Dr. David Sabatini, a Massachusetts Institute of Technology biologist and associate director of the Whitehead Institute for Biomedical Research at MIT, was honored by the David Geffen School of Medicine at UCLA for pioneering discoveries of mechanisms that regulate cell growth, propelling research into potential treatments for cancer and other diseases.
The medical school’s dean, Dr. Kelsey Martin, presented Sabatini with the 2018 Switzer Prize on Dec. 13 before he delivered a high-energy lecture to a packed auditorium. Nearly 300 people attended, filling every seat and overflowing into the aisles of UCLA’s Neuroscience Research Building. Sabatini also received a $25,000 honorarium and a statuette.
“David is an outstanding scientist who has made fundamental discoveries about cell growth that hold important implications for aging and neurodegeneration,” Martin said. “His research has spurred the development of new classes of drugs with the exciting potential to treat cancer and other disorders.”
Born and raised in New York, Sabatini is the son of Argentine immigrants and fellow scientists, David and Zulema, who watched proudly from the front row during his UCLA lecture.
As a graduate student at Johns Hopkins University School of Medicine, Sabatini identified mTOR, a central protein that turns cell growth on and off.
At the Whitehead Institute and MIT, his laboratory uncovered both the molecules that control when mTOR is active and the molecules through which mTOR promotes cell growth. The identification of this signaling pathway — critical to cancer, metabolism and aging — provides a rich set of targets for drug development.
Sabatini took the UCLA audience on a sweeping tour of his research into mTOR, which first captured his attention when he was a graduate student 25 years ago.
“When I started my laboratory at the Whitehead Institute and MIT, I was advised to stop working on mTOR,” Sabatini said. “It was advice I seriously considered, but ultimately ignored because I did not know how to do anything else,” he admitted in an earlier PNAS article.
Sabatini’s lab has made numerous advances explaining how mTOR detects nutrients. For example, his team uncovered a new signaling pathway that sniffs out amino acids and signals inside cells.
“We discovered mTor has ‘antennae’ that can sense and detect oxygen, nutrients, energy and growth factors,” he said. Researchers later tied many aspects of the nutrient-sensing pathway to disorders such as epilepsy and cancer.

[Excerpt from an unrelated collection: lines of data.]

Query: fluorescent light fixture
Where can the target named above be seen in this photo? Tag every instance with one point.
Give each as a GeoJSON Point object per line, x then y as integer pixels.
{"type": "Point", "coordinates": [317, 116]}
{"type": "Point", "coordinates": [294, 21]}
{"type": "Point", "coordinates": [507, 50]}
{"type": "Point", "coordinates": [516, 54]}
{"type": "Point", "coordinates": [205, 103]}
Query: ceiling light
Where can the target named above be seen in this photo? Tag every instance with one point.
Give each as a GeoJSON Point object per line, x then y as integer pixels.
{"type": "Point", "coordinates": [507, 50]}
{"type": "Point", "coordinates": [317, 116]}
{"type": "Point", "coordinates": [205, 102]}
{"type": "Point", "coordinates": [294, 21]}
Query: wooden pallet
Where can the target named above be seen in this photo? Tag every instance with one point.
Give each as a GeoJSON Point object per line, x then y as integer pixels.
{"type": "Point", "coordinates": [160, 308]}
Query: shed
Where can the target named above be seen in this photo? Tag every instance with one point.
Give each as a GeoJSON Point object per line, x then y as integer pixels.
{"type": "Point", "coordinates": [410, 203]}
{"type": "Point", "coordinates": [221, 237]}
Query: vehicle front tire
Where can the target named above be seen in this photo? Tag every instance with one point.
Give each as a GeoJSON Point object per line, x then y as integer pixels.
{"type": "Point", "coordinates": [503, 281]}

Sabatini has earned more than two dozen awards in recognition of his contributions to science. He was elected to the National Academy of Sciences in 2016; awarded the 2017 Lurie Prize in Biomedical Sciences; and has been funded as an investigator for the Howard Hughes Medical Institute since 2008.
In keeping with his commitment to shaping the future generation of scientists, Sabatini met with UCLA graduate students after the lecture to share insights from his career.
“David is not only the most influential biomedical researcher of my generation, he is also an excellent mentor and colleague,” said Heather Cristofk, a UCLA associate professor of biological chemistry and pharmacology. “David’s trainees love working with him, which speaks volumes about the type of scientist he is.”
The Switzer Prize was named in recognition of Irma and Norman Switzer, a Los Angeles couple who bequeathed $50 million to the medical school. The annual award honors revolutionary discoveries in basic research in the biological and biomedical sciences and celebrates recent advances with the potential to inspire breakthroughs in medicine.
The Geffen School of Medicine is currently accepting nominations for the 2019 Switzer Prize.